Fruit Punch and Falling Asleep

As a child, I was fortunate to be raised near my grandparents. My mom’s parent’s, Stan and Ann, were amazing people. They lived only a couple miles away from us, although not walking distance as a winding, redwood tree lined highway separated our homes. My grandparents had one bin of toys my entire childhood that we could play with as well as a deck of “Old Maid” cards. The cards were kept in a drawer next to the kitchen table along with several decks of playing cards, collected from casinos on their beloved trips to Reno. Most of my childhood, they lived in a retirement community that was also a campground. I loved being at their house. I loved cooking with my grandma, I loved watching “Jeopardy” with my grandpa. I loved making mud pies and learning addition by playing blackjack at their table. One of the best parts of being with them though was their stories. My grandpa would sit outside with me, in front of their house, plants everywhere, telling me stories that formed my understanding of who they were besides being my grandma and grandpa. I would go on walks with my “Grams” and she would stop and catch up with everyone she knew, Ted, Francie, Violet and June. The joy of being with my grandma only amplified by also hearing the stories of her community.

In addition to being amazing people, my grandparent’s both came from amazing people. Several times each year, we would pile into my mom’s station wagon and head back to the town they both grew up in. As we would make the left turn, down the lane to my great aunt and uncle’s house, my grandparents would barely be able to contain their excitement. There would be hugging and laughing and hand holding, and my favorite…conversation. Almost instantly, I was swept from the adventure of being on the road with my grandparent’s, to the magic of being at my aunt and uncle’s house. It was like a wonderland to me, a child who grew up in a neighborhood. Pastures and fruit trees, kittens and animals, grass so thick under your feet, it didn’t even leave a dent where you had walked.

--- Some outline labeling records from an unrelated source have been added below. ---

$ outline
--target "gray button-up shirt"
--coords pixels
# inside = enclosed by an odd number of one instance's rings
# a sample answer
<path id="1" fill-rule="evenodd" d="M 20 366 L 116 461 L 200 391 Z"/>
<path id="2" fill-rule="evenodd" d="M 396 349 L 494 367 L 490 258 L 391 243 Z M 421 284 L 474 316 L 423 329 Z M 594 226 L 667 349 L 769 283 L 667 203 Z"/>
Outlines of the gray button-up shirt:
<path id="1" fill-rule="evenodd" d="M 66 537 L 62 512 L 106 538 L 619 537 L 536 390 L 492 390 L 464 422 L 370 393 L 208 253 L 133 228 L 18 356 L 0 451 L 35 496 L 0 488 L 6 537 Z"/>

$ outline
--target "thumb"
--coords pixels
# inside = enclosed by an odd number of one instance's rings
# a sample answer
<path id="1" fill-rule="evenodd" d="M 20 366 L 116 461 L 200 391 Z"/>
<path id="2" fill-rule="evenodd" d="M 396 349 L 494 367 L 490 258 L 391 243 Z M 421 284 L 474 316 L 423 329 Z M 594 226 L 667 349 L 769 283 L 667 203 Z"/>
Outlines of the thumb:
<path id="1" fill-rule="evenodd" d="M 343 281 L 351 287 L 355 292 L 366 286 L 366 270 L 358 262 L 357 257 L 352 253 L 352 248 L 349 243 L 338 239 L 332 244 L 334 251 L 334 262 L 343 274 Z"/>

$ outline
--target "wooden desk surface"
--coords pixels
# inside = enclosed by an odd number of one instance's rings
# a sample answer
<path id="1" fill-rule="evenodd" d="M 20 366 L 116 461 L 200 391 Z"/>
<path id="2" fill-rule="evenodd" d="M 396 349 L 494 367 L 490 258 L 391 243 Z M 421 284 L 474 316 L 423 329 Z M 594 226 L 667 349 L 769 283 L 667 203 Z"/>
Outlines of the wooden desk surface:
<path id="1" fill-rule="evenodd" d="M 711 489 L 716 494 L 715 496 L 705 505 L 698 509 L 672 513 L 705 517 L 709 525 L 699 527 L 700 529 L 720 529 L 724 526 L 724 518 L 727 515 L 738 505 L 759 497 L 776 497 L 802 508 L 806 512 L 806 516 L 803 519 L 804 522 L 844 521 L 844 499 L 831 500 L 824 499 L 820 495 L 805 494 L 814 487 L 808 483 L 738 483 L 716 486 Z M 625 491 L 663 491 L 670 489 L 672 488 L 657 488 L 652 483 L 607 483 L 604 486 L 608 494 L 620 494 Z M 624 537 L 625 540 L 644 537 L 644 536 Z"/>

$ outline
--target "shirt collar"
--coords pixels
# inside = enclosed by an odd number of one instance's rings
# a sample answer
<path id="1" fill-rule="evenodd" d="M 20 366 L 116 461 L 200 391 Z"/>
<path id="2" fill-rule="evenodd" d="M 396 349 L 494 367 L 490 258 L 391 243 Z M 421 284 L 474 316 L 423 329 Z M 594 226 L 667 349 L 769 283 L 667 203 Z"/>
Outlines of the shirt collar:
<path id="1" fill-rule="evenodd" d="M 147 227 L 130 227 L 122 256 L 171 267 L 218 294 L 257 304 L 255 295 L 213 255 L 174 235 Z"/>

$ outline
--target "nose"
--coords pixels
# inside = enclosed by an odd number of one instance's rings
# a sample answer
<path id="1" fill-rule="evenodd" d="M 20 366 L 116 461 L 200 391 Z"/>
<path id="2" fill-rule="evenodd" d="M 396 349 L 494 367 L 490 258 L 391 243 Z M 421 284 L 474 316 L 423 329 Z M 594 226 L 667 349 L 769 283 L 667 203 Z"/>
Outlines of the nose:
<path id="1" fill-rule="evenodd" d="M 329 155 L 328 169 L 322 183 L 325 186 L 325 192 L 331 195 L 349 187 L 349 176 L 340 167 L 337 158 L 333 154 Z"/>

Once a year there was a family reunion, my grandpa coming from a large family, made for a robust turnout! There was always fruit punch for the kids to drink that stained our smiles like red lipstick. And everywhere you looked, at some level, we shared the bonds of familial connection. Although I loved the family reunions, for me the best hadn’t even happened yet. After the reunion we would head back to my aunt and uncle’s house for swimming (now as a parent I see the absolute genius of wearing us kids out) where we would spend the night. We would change into our pajamas and sleep on the floor of the living room floor adjacent to the kitchen, where the adults would sit at the table and chat. I still to this day can’t find the words to describe the feelings of wonder, contentment, safety and joy of falling asleep listening to them tell and retell stories. Their history. Their narration of life to that point.

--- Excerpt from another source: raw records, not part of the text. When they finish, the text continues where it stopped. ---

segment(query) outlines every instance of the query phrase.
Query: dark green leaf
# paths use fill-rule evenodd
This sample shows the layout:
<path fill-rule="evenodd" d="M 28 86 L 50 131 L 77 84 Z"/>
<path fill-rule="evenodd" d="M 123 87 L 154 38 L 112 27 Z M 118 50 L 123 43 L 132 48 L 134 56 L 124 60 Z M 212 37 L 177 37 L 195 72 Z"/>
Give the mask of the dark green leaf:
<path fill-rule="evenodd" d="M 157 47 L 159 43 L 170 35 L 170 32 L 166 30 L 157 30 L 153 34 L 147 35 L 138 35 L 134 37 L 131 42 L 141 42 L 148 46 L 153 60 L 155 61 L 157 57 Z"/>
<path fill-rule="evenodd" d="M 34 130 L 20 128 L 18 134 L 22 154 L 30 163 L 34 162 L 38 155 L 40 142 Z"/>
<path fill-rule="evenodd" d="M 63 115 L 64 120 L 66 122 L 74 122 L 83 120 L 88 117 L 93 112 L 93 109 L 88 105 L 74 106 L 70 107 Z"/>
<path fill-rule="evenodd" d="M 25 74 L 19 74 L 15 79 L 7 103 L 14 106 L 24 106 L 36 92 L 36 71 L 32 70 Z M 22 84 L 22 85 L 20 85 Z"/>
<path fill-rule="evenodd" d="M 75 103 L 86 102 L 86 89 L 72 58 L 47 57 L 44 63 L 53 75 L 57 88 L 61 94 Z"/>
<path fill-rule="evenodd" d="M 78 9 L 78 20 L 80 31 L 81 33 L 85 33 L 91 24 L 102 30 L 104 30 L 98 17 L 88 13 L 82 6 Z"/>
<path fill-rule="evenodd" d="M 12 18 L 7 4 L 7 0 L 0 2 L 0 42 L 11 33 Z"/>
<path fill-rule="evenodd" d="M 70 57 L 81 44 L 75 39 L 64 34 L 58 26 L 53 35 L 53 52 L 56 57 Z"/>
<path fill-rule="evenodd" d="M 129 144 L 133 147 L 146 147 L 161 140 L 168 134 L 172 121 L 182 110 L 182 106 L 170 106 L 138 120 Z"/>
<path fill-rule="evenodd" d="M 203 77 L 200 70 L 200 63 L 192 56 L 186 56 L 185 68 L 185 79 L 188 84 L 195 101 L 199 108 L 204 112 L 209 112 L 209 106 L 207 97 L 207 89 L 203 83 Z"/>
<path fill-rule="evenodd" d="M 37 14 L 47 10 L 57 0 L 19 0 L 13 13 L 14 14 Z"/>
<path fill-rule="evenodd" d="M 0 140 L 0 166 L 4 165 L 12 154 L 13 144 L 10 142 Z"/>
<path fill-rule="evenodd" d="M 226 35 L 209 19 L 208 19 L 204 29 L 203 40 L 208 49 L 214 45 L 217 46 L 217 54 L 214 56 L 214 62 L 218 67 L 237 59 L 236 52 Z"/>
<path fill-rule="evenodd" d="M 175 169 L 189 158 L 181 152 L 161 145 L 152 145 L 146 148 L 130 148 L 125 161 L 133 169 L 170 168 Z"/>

My kids love stories too. Each of them. One of their favorite things is sitting around our kitchen table with us, their aunts and uncles, their grandmas, old friends- to listen to stories. It is how they get to know us other than how they see us now. The older they get, they begin to tell their stories too. Like a passing of the torch between generations, they begin to recount memories that hold some thing for them too. Oral histories are something that are a wonderful tool for learning. Besides getting a snapshot view of life throughout a window of time, they learn about being a gracious winner or feeling confident even in defeat. They learn about the value of laughing at themselves, they learn about empathy and loss. Birth and hope. Telling stories is like seeing life off of a page, in all of it’s glorious dimensions. There have been days where I have earmarked math pages or journal topics but am instead met with an opportunity for my kids to see a family member, and not with anything other than the intention of a visit. And never once have I regretted passing off a worksheet for the chance to get to know each other a little better. To get to love each other a little more.

Sometimes people ask me how to limit interruptions during the “school day”. To that, I have no idea. Interruptions are only negative when we perceive them to be. I have treasured the times we have had family in town during the “school” week. There is no better interruption than the weaving of histories under my roof. Someday my kids will reflect on the magic of falling asleep to the melody of familiar voices laughing together. I will continue retelling the stories of my grandparents so their history lives on, it’s one of the ways we keep those loved ones a part of our daily lives.

So go ahead, tell your “once upon a time” fruit punch optional.